You know those books that you read and enjoy while you’re reading them, but when you’re finished you struggle – even when it’s only days later – to recall much about them?
The Business is one of those books.
I’ve put off reviewing this for a while largely because I wanted to write something worthwhile, but was finding it difficult to think of anything to say about the work. So now: let’s get to it.
It’s an airport novel. Let’s be frank. It’s designed to be inhaled and forgotten, I think, so it’s fitting I bought and read it while on holiday. The writing isn’t bad, by any means, and the story is so-so – it’s just that it fails to leave much of an impact, which is a shame given the setup Banks provides.

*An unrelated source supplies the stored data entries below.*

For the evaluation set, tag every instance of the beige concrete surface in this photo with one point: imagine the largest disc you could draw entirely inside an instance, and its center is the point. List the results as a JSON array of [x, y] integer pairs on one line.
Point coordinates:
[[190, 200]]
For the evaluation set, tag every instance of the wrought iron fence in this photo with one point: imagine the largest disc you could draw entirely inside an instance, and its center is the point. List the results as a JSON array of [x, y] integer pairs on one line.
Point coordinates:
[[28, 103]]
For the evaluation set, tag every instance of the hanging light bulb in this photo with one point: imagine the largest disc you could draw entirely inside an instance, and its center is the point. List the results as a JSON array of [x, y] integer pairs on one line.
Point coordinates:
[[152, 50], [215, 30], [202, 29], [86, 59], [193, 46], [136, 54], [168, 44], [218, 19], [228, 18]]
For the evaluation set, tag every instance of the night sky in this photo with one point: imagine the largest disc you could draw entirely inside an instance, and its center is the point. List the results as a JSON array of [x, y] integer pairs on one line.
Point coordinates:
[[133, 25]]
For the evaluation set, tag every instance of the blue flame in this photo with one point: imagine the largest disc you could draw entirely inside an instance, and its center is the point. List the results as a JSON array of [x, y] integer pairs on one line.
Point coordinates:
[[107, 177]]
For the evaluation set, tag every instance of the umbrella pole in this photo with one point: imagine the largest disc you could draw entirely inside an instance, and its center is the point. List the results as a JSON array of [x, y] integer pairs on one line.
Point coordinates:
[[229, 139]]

The book is told from the perspective of Kate Telman, an executive in a shadowy, eons-old corporation known only as The Business. The Business is keen to own a nation state, so that it can have access to the workings of the United Nations, so there’s a geopolitical slant to what could otherwise be just a fairly standard shadowy-cabal-rules-world-secretly-until-this-character-rises-up kind of work.

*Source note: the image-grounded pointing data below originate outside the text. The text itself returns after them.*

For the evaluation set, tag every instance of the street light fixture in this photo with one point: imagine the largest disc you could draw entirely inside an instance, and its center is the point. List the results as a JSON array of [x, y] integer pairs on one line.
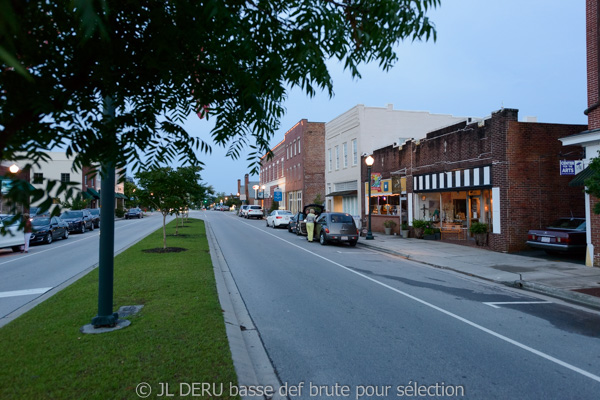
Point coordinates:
[[369, 161]]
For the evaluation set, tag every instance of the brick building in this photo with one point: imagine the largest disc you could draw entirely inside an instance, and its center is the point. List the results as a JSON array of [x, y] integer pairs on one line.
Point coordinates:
[[590, 139], [296, 168], [498, 171]]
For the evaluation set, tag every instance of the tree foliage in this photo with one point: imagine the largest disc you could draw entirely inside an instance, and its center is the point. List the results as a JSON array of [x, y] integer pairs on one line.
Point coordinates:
[[168, 190], [161, 61]]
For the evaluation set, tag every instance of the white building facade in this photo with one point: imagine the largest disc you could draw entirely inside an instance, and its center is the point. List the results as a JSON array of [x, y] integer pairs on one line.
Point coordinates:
[[359, 131]]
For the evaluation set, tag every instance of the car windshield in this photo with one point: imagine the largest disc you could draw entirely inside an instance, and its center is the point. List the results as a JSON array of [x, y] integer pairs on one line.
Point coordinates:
[[568, 223], [72, 214], [341, 219], [40, 221]]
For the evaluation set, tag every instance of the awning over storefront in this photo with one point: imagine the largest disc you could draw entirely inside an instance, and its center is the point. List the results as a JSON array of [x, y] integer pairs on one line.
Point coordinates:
[[579, 180], [93, 193], [343, 193]]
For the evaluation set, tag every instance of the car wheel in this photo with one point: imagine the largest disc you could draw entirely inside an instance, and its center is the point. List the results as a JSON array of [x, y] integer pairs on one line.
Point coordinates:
[[322, 239]]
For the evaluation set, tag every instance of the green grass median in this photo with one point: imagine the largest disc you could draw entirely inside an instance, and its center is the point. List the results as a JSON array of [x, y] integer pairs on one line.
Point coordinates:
[[178, 339]]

Unfortunately, the blurb (or the imaginings you’re having based on the blurb) is probably more ultimately satisfying than what we’re given. There’s plenty of memorable scenes (almost crashing in a tiny mountain state, SCUD-collecting stories) and characters (though they tend towards the stereotypical: inscrutable businessmen, faintly daft avuncular types, sleazy Princes who have a heart of gold, really) but I just wasn’t too sold on the story, or on Telman’s character.
The lead’s background is well drawn, but some of the day-to-day descriptions seem a bit forced. She’s someone I really liked, and wanted to learn more about, but I couldn’t escape the feeling that it was a dude writing a woman without really asking any what it’s like.

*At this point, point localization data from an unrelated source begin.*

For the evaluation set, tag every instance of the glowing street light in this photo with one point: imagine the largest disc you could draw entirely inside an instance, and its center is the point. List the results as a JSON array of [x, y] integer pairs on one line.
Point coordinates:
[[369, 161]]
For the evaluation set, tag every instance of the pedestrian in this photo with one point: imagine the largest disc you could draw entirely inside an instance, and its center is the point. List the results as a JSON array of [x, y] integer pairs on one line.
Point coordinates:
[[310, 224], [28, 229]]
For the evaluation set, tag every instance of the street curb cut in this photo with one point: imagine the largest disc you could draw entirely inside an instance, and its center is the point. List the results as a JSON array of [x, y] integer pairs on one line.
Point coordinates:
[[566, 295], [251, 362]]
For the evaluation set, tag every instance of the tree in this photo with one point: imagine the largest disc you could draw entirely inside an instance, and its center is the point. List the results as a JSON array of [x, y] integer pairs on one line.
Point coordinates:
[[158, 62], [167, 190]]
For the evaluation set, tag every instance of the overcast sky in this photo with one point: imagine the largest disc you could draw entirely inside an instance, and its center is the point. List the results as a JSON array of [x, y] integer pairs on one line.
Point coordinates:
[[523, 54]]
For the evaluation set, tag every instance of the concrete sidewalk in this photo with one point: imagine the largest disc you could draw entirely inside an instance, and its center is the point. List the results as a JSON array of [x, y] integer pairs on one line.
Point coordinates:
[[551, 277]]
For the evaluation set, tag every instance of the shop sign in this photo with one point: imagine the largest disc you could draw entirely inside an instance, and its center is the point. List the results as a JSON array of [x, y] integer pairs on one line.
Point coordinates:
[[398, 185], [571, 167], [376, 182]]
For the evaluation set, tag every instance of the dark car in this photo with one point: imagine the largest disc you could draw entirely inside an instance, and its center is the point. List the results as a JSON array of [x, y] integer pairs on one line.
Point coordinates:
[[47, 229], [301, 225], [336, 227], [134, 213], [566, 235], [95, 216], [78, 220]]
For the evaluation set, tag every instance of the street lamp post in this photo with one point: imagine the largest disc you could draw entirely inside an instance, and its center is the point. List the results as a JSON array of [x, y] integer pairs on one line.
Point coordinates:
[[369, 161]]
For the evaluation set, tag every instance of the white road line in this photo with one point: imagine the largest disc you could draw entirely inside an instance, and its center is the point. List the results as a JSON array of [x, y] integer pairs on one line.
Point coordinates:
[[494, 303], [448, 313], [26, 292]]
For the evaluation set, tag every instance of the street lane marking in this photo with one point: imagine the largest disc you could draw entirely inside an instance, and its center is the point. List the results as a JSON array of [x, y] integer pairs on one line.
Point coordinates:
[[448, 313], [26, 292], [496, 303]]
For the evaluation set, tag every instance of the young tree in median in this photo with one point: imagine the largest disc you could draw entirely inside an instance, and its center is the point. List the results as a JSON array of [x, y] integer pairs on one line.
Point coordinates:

Essentially, the story seems to boil down to a kind of factional contest within The Business, which was a disappointment. It seems a waste to have an all-powerful conglomerate (and an undeniably interesting stolen-tooth opening) and then to have the bulk of the story focus on territorial pissings. The ending sort of stumbled along, and I was left with the distinct impression that Banks had a great idea for a story, but then phoned it in when he had to actually write the fucking thing.
It sounds like I’m pretty down on this. I am, I guess – not because it was bad, but because it could be so much better. It’s still enjoyable in a holiday/waiting room kind of mode, but so is candyfloss: it doesn’t bear much reflection afterwards, and you probably wouldn’t want to have to chew through it every day.